The Health and Human Services Department recently made news with a report touting that “National Uninsured Rate Reaches All-Time Low in Early 2022.” Sounds encouraging, but look beneath the covers and what you find is a quiet but enormous shift from private to government-subsidized coverage.
HHS estimates there are 5.2 million fewer uninsured Americans than in 2020. Yet Medicaid rolls during the pandemic have swelled by 24 million – a 34 percent increase – while two million more adults have enrolled in ObamaCare exchange plans.

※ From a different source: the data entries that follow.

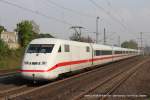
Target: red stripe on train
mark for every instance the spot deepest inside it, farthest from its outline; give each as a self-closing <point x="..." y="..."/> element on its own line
<point x="69" y="63"/>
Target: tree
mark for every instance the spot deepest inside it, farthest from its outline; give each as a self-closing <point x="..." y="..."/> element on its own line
<point x="130" y="44"/>
<point x="25" y="32"/>
<point x="36" y="27"/>
<point x="2" y="28"/>
<point x="3" y="48"/>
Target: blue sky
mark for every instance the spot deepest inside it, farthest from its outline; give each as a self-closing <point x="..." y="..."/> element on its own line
<point x="124" y="18"/>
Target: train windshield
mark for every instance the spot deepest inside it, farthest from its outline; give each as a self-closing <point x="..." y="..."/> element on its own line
<point x="40" y="48"/>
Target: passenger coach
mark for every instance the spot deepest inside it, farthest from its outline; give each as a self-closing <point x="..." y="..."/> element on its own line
<point x="47" y="58"/>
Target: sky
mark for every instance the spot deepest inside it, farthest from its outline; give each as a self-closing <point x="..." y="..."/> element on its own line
<point x="124" y="18"/>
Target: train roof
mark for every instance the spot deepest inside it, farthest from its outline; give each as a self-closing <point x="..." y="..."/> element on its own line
<point x="55" y="41"/>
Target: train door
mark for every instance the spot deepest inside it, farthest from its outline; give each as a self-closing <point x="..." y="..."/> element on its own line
<point x="92" y="54"/>
<point x="75" y="57"/>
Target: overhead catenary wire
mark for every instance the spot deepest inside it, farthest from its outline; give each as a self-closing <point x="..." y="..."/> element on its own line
<point x="69" y="9"/>
<point x="35" y="12"/>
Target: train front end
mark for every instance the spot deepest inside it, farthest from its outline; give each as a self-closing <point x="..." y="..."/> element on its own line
<point x="38" y="60"/>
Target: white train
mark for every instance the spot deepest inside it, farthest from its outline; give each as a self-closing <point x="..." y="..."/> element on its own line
<point x="47" y="58"/>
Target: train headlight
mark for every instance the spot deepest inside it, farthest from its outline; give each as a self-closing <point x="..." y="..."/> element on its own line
<point x="44" y="63"/>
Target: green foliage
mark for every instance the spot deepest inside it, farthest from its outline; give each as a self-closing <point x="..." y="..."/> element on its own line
<point x="3" y="48"/>
<point x="130" y="44"/>
<point x="44" y="35"/>
<point x="25" y="32"/>
<point x="2" y="28"/>
<point x="11" y="59"/>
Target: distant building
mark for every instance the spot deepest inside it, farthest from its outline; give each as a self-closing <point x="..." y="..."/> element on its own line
<point x="11" y="39"/>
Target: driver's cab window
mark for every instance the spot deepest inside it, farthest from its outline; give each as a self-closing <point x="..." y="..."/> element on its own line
<point x="59" y="50"/>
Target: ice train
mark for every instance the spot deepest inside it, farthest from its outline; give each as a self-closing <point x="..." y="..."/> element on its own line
<point x="47" y="58"/>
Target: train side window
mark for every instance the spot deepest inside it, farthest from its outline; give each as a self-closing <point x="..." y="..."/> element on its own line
<point x="67" y="48"/>
<point x="87" y="49"/>
<point x="59" y="50"/>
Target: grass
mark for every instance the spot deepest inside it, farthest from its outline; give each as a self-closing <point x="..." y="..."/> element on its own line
<point x="12" y="60"/>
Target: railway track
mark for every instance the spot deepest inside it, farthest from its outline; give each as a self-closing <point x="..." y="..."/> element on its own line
<point x="8" y="74"/>
<point x="22" y="91"/>
<point x="58" y="87"/>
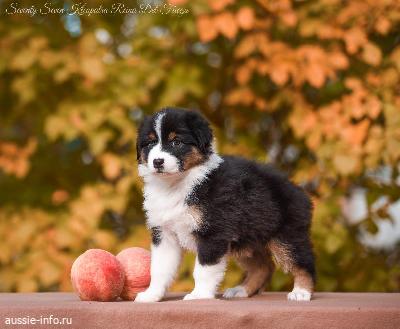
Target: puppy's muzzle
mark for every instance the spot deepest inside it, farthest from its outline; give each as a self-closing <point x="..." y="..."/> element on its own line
<point x="158" y="164"/>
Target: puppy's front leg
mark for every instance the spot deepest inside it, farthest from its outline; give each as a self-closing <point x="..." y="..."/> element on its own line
<point x="208" y="272"/>
<point x="165" y="259"/>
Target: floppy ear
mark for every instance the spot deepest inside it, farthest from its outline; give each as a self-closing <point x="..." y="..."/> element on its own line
<point x="201" y="130"/>
<point x="140" y="136"/>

Why are so many more people on Medicaid when the U.S. unemployment rate has reached a near-record low? A large part of the answer: The Families First Coronavirus Relief Act from March 2020 barred states from removing people who become ineligible from their Medicaid rolls for the duration of the public-health emergency in return for a bump in federal funding.
If not for Mr. Biden’s recurring emergency declaration, about 20 million Medicaid enrollees would no longer be eligible, most because their incomes exceed the threshold for qualifying. Many could now get coverage through their employers, but why pay insurance premiums when Medicaid is “free”?
Taxpayers are thus getting slammed with a huge surprise medical bill. Annual Medicaid spending has increased by $198 billion during the pandemic. That’s about as much as Medicaid spending grew from 2012 to 2019 during the first seven years of the ObamaCare expansion. As long as the Biden Administration continues the public-health emergency – now set to end on Oct. 13 – the taxpayer Medicaid tab will continue to grow. And what are the odds the Administration won’t renew the emergency again before the election?
The other explanation for the government insurance takeover is Democrats’ expansion of ObamaCare exchange subsidies in March 2021. As a result, millions of Americans pay no premiums, and households making more than 400 percent of the poverty line receive generous subsidies. The Congressional Budget Office initially estimated the two-year subsidy expansion would cost $22 billion. Actual cost: $50 billion.
More Americans enrolled in the exchanges than CBO predicted, and insurers have taken advantage of the sweetened subsidies by raising premiums. Yet CBO bizarrely forecasts that the Schumer-Manchin bill’s three-year subsidy extension will cost a mere $33 billion.
How does CBO figure that three years of subsidies will cost 34 percent less than two years? Maybe it expects healthcare spending to fall as the pandemic recedes, but insurers are now raising premiums to cover Covid treatments they expect the feds to stop paying for.
By the way, CBO doesn’t account for the Administration’s proposed regulation to fix ObamaCare’s so-called family glitch, which limited exchange eligibility for many individuals offered family coverage through their employers. The Administration estimates the change could make an additional five million Americans who currently have access to employer coverage eligible for more generous subsidies on the ObamaCare exchanges.
The Administration appears to want to drive more people into Medicaid and tightly regulated ObamaCare plans, and thus make more Americans dependent on government for healthcare. Government also subsidizes employer coverage through the healthcare tax deduction, but this is significantly less expensive for taxpayers.
Annual Medicaid and ObamaCare spending has increased by about $230 billion during the pandemic, which comes out to about $44,000 per newly insured American. Alas, taxpayers can’t challenge this overcharge.